While all digital systems need to evolve to become quantum-safe, one area requires immediate attention, Identity and Access Management (IAM). Today, IAM solutions serve as the digital gatekeepers of an organisation. Every employee login, every third-party system integration, and every customer authentication journey passes through this layer. From encrypting passwords to issuing security tokens and ensuring encrypted communication, IAM systems are built on cryptography.

If quantum computing renders today’s encryption obsolete, the IAM layer becomes the weakest link. And once compromised, attackers don’t just gain access to one system, they gain access to everything behind it.

Imagine the IAM system in a major developer in the UAE being breached. Sensitive procurement data, strategic project timelines, and even customer identities could all be at risk. This makes quantum-safety in IAM not just a cybersecurity issue, but a business continuity one.

It’s Not Just About Safety, It’s About Agility

The good news is that the industry has recognised the threat and quantum-safe algorithms are being developed.

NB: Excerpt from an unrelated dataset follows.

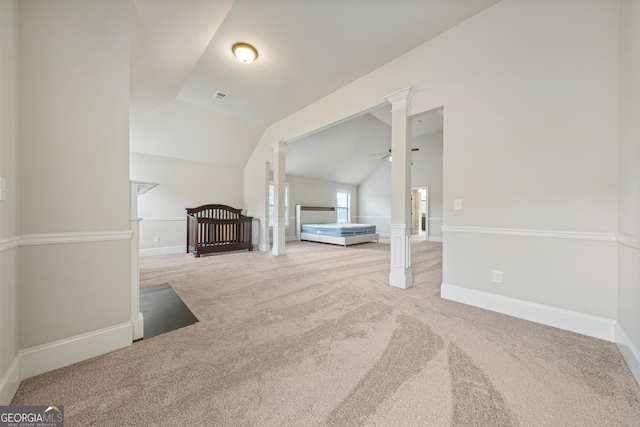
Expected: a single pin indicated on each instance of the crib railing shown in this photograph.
(217, 228)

But the field is evolving rapidly. Just as the AI chatbots of just a decade ago perform laughably compared to today’s powerful LLMs, what’s considered quantum-safe today might not hold up to tomorrow’s tech advancements. That’s why crypto-agility, the ability to quickly and easily swap out cryptographic algorithms is just as important as quantum safety itself.

Think of crypto-agility like software updates. You don’t want to rebuild your entire security architecture every time a better encryption standard is released. You want the flexibility to slot new components into existing systems with minimal friction.

This is where forward-thinking vendors like WSO2 are leading the charge. Rather than hard-coding cryptography into systems, these companies are embedding crypto-agility into the DNA of their solutions. This enables businesses to adapt to new quantum-safe standards as they emerge, without costly and time-consuming overhauls.

And this is not just a technical nicety, it’s a strategic imperative. In a region like the Middle East, where digital transformation is accelerating across banking, aviation, real estate, and public services, the ability to pivot swiftly and securely will define market leaders over the next decade.

Laying the Groundwork Today for Tomorrow’s Reality

If the past two decades of digital innovation have taught us anything, it’s that resilience comes from flexibility. The businesses that survived and thrived through multiple waves of disruption were those that invested in strong foundations, built with future adaptability in mind.

Quantum computing may still sound like science fiction to some, but the groundwork for its impact is already being laid. The security protocols we adopt today must not only shield data in the present, but safeguard it for the future. That’s why the shift from quantum-safety to quantum-agility isn’t just a technical nuance.

The start of the next decade isn’t far away. The time to act is now. Invest in systems that allow you to adapt, pivot, and protect, not just against what’s coming, but against what’s already here, hidden in plain sight.